I am currently creating a sensor that measures the salinity of water in ppm. I've gathered my data and I'm trying to fit a curve that will accurately represent the data to make predictions. The only problem is, no matter how I change the code, the curve is still unrepresentative of the data.
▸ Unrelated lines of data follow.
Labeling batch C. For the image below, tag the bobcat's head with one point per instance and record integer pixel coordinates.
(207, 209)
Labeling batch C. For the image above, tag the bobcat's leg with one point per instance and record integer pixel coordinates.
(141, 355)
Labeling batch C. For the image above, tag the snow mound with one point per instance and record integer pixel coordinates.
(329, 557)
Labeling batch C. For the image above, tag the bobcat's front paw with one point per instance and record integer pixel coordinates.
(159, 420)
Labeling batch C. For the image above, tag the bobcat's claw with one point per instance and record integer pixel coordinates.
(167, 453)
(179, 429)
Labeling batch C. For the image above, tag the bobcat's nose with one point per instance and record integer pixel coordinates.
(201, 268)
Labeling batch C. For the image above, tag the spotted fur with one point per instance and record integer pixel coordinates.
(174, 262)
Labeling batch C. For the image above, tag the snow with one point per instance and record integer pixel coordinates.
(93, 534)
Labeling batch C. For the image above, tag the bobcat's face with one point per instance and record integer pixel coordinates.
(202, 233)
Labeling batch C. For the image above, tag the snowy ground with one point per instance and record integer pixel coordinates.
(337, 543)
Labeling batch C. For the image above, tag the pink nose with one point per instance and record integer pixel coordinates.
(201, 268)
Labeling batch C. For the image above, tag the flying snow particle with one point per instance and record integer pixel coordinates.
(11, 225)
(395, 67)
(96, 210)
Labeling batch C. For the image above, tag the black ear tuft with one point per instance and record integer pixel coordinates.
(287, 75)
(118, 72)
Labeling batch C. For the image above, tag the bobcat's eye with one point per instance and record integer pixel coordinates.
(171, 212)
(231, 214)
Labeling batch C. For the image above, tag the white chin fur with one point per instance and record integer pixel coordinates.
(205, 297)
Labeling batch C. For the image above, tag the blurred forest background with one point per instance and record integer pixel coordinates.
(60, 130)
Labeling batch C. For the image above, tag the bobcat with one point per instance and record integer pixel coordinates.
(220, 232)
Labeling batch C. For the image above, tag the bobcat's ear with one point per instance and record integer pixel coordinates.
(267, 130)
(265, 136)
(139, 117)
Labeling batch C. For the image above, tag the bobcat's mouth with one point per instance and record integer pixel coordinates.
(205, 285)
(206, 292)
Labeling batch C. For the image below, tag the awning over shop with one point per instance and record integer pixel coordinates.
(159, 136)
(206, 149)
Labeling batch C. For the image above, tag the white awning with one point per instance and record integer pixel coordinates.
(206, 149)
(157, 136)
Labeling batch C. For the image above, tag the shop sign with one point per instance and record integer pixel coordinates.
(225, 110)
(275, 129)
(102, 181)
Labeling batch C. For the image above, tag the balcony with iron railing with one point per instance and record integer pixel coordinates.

Is there any way to fix this?
Here's what I've got so far.
import numpy
import matplotlib.pyplot as plt
from sklearn.metrics import r2_score
deg = 4
x = [26500, 18550, 12600, 8000, 4760, 3800, 3140, 2810, 2580, 2550, 2540]
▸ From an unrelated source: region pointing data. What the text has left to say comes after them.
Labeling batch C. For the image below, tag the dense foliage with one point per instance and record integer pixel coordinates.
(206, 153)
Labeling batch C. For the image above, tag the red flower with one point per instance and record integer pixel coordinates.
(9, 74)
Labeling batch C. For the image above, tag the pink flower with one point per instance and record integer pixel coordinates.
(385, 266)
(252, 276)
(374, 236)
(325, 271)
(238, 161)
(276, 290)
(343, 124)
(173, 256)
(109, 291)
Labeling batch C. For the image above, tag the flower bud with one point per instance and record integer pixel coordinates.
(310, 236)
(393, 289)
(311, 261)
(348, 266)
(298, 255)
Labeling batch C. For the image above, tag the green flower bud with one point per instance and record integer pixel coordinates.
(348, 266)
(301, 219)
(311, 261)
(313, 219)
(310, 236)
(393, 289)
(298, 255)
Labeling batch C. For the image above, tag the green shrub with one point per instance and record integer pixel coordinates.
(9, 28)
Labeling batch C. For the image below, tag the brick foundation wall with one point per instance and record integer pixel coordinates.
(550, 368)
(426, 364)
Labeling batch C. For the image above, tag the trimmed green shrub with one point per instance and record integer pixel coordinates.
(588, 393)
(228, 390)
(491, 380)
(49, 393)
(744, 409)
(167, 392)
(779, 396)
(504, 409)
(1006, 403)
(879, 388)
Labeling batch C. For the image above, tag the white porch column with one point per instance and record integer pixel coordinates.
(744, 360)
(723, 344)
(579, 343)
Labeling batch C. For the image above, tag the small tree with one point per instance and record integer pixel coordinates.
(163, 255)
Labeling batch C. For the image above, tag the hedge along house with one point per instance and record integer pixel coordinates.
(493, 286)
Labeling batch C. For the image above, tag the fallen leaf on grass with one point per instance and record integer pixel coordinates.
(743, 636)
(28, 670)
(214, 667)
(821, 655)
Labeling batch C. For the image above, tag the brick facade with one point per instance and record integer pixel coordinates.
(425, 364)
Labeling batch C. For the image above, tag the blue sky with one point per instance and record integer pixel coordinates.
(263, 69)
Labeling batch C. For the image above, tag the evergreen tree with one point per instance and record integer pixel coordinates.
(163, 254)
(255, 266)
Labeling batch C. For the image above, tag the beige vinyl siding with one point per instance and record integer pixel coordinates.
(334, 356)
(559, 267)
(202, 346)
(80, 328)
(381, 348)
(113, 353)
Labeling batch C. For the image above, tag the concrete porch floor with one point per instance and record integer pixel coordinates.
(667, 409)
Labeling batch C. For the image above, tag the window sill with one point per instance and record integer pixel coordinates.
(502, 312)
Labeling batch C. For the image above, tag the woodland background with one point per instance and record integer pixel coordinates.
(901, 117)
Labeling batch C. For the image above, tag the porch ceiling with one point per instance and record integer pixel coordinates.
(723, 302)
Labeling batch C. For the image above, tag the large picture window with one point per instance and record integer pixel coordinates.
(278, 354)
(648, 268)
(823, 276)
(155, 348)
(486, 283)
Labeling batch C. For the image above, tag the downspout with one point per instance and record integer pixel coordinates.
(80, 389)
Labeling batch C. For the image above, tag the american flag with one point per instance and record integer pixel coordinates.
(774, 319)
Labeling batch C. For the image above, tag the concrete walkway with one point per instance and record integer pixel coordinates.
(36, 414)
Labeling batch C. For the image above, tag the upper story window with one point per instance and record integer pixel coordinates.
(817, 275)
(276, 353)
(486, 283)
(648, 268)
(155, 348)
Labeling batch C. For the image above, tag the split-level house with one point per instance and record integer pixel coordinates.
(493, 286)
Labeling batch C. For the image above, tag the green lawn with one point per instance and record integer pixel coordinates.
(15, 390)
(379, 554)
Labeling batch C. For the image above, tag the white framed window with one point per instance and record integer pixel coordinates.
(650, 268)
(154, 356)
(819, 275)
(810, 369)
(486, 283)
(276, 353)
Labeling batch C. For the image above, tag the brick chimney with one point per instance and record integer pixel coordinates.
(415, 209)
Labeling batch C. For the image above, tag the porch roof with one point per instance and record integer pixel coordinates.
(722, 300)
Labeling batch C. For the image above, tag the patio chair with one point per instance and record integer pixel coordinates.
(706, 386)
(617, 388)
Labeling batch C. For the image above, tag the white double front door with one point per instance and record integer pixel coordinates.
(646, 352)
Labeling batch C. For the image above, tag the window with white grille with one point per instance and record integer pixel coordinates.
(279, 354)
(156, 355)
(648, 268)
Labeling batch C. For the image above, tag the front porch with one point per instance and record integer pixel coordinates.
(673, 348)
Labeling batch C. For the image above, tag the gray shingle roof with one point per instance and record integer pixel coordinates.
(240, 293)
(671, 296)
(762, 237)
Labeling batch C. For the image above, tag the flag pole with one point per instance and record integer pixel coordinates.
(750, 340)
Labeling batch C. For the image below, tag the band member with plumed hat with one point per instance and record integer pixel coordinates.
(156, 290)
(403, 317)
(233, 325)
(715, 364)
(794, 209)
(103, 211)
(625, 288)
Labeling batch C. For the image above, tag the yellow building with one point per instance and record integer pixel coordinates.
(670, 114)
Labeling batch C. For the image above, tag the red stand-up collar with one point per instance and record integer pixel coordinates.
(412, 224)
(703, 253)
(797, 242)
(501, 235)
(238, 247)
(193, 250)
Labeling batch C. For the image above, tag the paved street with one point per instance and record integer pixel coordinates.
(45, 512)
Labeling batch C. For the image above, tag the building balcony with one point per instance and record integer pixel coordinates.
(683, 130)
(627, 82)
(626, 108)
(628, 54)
y = [0, 500, 1000, 1500, 2000, 2500, 3000, 3500, 4000, 4500, 5000]
mymodel = numpy.poly1d(numpy.polyfit(x, y, deg))
myline = numpy.linspace(26500, 2540, 40)
plt.title("R Squared = " str(r2_score(y, mymodel(x))))
plt.scatter(x, y)
plt.plot(myline, mymodel(myline))
plt.show()
And here's the data:
x = [26500, 18550, 12600, 8000, 4760, 3800, 3140, 2810, 2580, 2550, 2540]
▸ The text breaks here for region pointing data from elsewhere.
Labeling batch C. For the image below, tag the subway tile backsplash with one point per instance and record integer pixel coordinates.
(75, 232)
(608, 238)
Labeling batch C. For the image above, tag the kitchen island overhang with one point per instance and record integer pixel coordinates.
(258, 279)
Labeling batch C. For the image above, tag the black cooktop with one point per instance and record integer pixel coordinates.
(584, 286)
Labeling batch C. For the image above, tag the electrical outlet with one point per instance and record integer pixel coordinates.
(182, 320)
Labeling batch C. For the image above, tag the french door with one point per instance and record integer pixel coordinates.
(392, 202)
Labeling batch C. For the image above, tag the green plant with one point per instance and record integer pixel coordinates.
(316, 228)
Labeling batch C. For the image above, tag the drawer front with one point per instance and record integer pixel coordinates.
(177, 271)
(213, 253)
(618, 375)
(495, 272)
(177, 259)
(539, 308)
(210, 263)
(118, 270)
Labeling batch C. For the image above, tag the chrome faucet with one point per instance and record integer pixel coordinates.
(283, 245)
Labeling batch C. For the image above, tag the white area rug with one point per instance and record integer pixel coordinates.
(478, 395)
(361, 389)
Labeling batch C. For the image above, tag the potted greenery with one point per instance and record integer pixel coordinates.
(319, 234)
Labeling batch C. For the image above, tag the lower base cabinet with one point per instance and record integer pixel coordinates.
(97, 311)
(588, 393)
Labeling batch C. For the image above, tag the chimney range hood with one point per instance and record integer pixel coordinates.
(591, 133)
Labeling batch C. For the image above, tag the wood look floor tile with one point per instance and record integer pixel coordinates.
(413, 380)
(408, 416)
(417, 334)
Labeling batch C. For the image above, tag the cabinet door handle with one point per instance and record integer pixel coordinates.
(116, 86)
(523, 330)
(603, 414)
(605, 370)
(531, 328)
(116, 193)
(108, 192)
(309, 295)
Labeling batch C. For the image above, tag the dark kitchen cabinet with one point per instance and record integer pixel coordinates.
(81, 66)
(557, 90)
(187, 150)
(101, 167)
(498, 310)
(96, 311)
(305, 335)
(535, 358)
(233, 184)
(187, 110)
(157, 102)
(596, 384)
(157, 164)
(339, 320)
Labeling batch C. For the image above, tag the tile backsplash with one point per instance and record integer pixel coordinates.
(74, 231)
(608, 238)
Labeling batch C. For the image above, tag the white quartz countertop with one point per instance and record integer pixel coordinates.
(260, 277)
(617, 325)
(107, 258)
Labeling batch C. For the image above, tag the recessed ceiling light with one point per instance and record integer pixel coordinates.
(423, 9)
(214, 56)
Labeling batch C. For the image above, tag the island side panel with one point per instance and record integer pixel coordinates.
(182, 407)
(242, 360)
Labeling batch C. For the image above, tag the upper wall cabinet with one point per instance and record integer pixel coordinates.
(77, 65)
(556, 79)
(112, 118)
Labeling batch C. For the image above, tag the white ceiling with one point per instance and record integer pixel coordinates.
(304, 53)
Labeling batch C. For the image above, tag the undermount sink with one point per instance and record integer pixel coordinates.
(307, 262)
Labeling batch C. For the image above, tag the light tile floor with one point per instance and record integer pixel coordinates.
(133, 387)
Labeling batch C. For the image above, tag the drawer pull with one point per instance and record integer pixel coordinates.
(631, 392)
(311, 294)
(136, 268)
y = [0, 500, 1000, 1500, 2000, 2500, 3000, 3500, 4000, 4500, 5000]
x is the sensor readout.
y is the salinity of the solution in ppm that caused the readout.
Thanks for the help!
CodePudding user response:
Looks like you're always going to be overfitting your data, i.e. your r2 includes the data you used to fit the model. Also, after plotting your data, it looks like it isn't a polynomial relationship, and you're trying to fit it to a polynomial relationship. Try a log relationship or some other relationship or model your data using some other non parametric technique.